Plugins

Plugins are custom code scripts that extend Kaizen's capabilities. Use them for tasks that require deterministic code execution: PDF generation, image processing, data transformation, API calls, and more.

Skills vs Plugins

Skills
Plugins

Written in

Natural language

Code (Python, Node.js, etc.)

Best for

Agentic workflows, multi-step tasks

Deterministic operations, heavy computation

Self-improving

Yes, via memory

No, code is fixed until edited

Quality checked

Via guardrails

Via code pipeline (test + review)

Skills and plugins work together. A skill can reference a plugin for its code-heavy steps (e.g., a "Weather Dashboard" skill that calls a chart-generation plugin).

Supported Languages

Language
Runtime
File Extension

Python

python3 (or python on Windows)

.py

Node.js

node

.js

TypeScript

npx tsx

.ts

Bash

bash

.sh

Ruby

ruby

.rb

Creating a Plugin

From the UI

  1. Go to Plugins (/plugins)

  2. Click Create Plugin

  3. Choose a language, name, and description

  4. Write your code in the Monaco editor

  5. Define input parameters

  6. Add dependencies if needed

From Chat

Ask the agent:

"Create a plugin that takes a CSV file and generates a bar chart as a PNG."

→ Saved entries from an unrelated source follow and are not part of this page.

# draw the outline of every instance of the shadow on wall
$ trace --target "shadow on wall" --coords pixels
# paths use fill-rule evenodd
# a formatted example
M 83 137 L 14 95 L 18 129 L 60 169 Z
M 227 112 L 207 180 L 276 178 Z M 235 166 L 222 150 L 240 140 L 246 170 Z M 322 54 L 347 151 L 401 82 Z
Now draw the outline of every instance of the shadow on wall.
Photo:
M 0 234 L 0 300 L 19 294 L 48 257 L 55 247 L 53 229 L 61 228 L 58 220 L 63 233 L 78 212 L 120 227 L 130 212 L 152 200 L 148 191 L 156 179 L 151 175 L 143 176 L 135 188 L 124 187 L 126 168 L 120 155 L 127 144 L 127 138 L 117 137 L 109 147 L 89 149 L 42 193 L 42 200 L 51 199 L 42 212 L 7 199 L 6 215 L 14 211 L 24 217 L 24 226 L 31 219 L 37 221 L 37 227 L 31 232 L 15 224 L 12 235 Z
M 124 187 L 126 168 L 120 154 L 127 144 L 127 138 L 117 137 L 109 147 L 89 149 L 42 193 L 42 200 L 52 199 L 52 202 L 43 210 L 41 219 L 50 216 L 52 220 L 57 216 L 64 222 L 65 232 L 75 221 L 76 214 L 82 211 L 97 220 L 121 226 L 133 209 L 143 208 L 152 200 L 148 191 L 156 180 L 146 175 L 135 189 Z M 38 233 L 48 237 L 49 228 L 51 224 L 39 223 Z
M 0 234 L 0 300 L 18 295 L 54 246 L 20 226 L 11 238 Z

The agent will write the code, test it through the code pipeline (developer, execute, review), and register it as a tool.

Input / Output Contract

Plugins receive input as JSON and must output JSON to stdout.

Python

Node.js / TypeScript

File Output

If your plugin generates files, include a files array in the output. Kaizen will automatically track them as artifacts.

Input Parameters

Define input parameters in the plugin detail page. Each parameter has:

  • Name: Parameter key

  • Type: string, number, boolean, etc.

  • Description: What the parameter does

  • Required: Whether the parameter is mandatory

These generate a JSON Schema that the agent uses to validate inputs when calling the plugin.

Dependencies

Add package dependencies in the plugin detail page:

  • Python: Installed via pip install

  • Node.js / TypeScript: Installed via npm install

  • Ruby: Installed via gem install

Dependencies are installed in the plugin's directory, keeping them isolated from other plugins and the main project.

Code Pipeline

When a plugin is created or edited through chat, it goes through a quality pipeline:

  1. Developer writes or patches the code

  2. Syntax validation checks for errors before execution

  3. Execute runs the plugin with test inputs

  4. Review inspects the output (especially for visual content like images or HTML)

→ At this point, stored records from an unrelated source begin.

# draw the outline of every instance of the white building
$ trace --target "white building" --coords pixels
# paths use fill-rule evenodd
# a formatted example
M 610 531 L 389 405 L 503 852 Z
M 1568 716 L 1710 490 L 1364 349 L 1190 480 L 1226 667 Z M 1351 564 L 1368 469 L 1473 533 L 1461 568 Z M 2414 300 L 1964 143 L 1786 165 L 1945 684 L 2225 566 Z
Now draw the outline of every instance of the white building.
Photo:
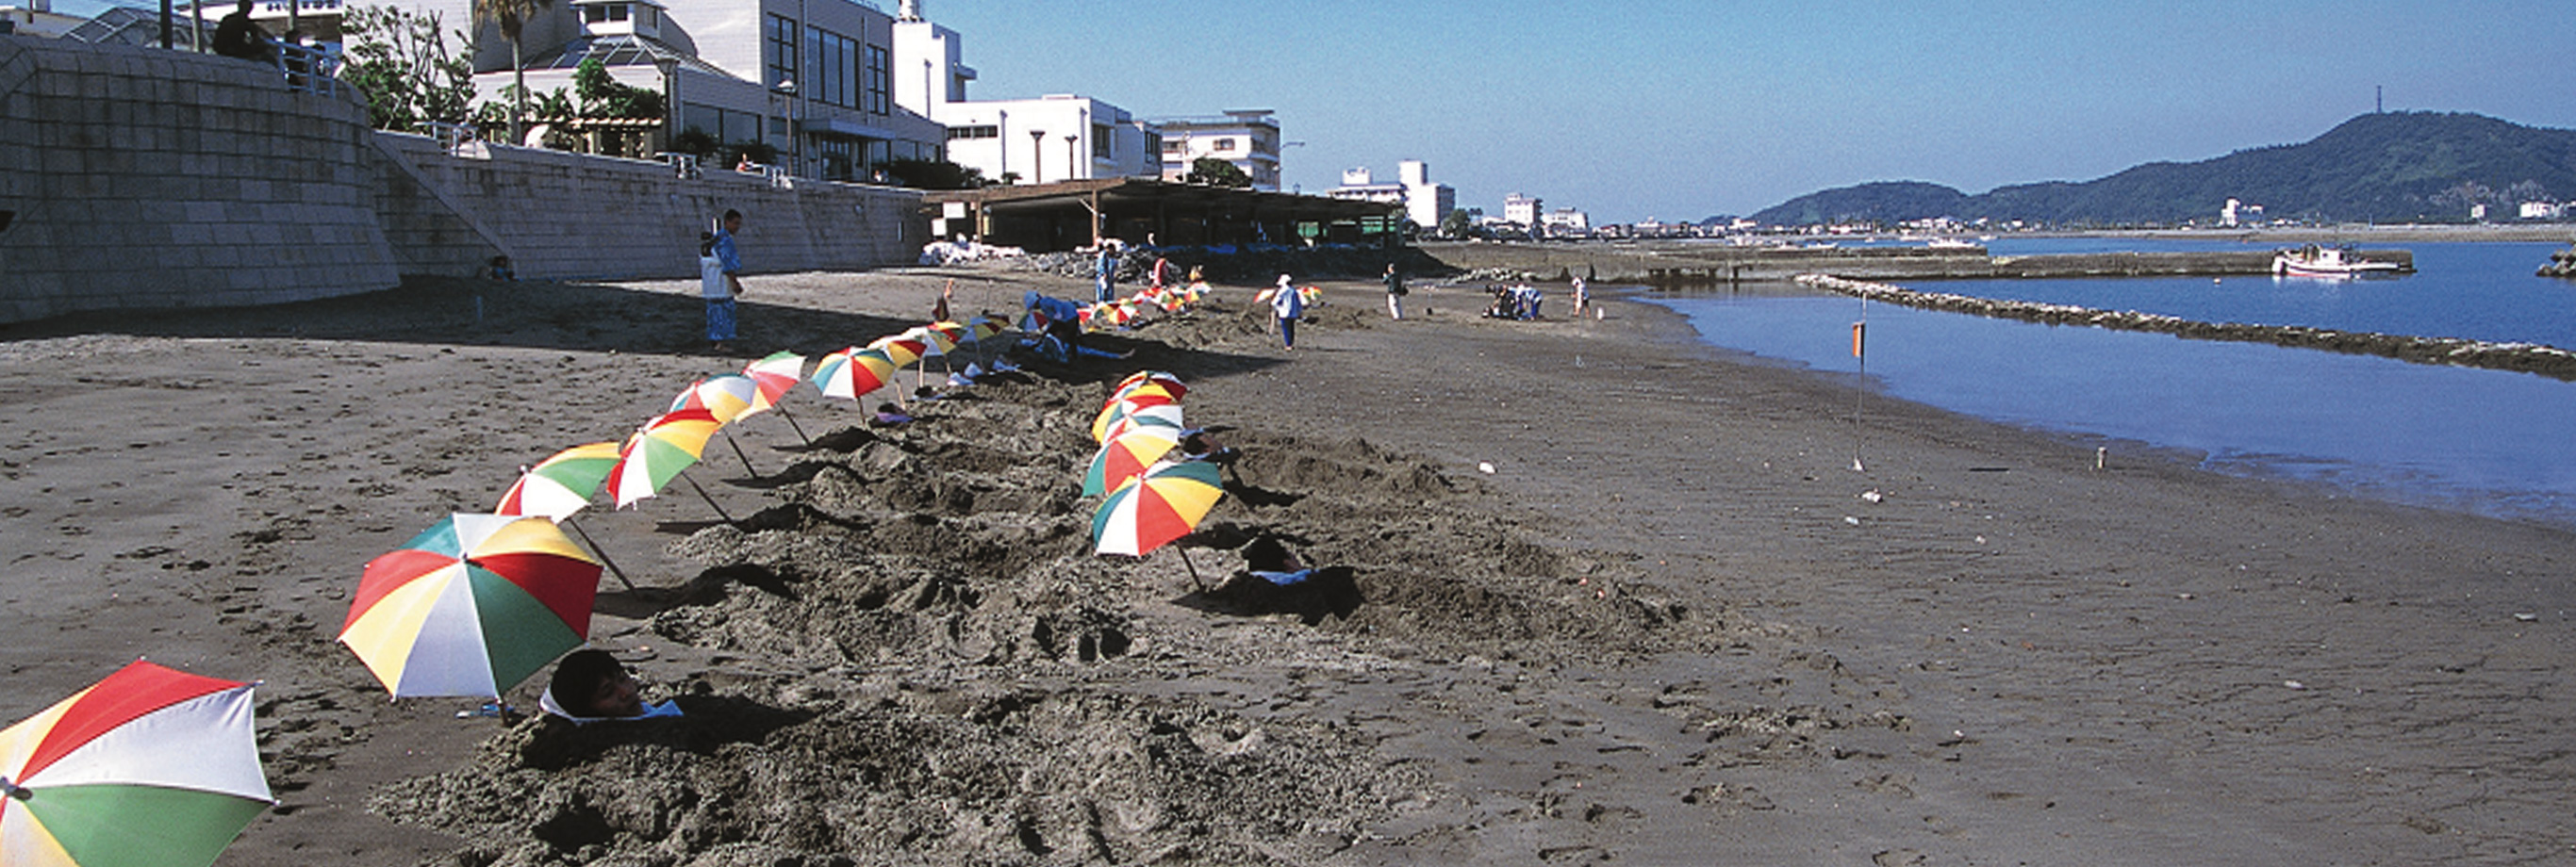
M 2558 202 L 2524 202 L 2521 216 L 2525 220 L 2555 220 L 2567 216 L 2567 206 Z
M 1513 193 L 1503 197 L 1503 222 L 1524 229 L 1538 227 L 1538 212 L 1543 207 L 1536 196 Z
M 1592 234 L 1592 217 L 1574 208 L 1558 208 L 1538 217 L 1541 228 L 1550 235 L 1582 236 Z
M 960 62 L 960 42 L 922 18 L 920 0 L 905 0 L 896 15 L 895 102 L 948 128 L 948 161 L 987 180 L 1031 184 L 1162 171 L 1158 131 L 1118 106 L 1073 94 L 967 99 L 975 70 Z
M 1160 132 L 1091 97 L 948 102 L 937 111 L 948 125 L 949 161 L 992 180 L 1051 184 L 1162 173 Z
M 1266 108 L 1227 109 L 1222 117 L 1154 121 L 1163 131 L 1163 179 L 1177 181 L 1190 164 L 1215 157 L 1252 178 L 1252 188 L 1279 191 L 1279 119 Z
M 1432 183 L 1430 168 L 1421 160 L 1396 163 L 1396 177 L 1396 183 L 1373 183 L 1368 169 L 1345 169 L 1342 171 L 1342 185 L 1325 195 L 1363 202 L 1401 203 L 1405 219 L 1424 230 L 1439 228 L 1440 219 L 1458 207 L 1458 191 L 1446 184 Z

The pipeline runs up to 3 attempts. On attempt 2+, the developer uses patch mode for surgical edits rather than full rewrites.

Configuration

Setting
Default
Description

Timeout

60 seconds

Maximum execution time before the plugin is killed

Enabled

true

Whether the plugin is available as a tool

Storage

Plugins are stored on disk at workspace/plugins/{plugin-name}/ with the main script file and any dependencies. Plugin metadata (name, description, schema, config) is stored in the database.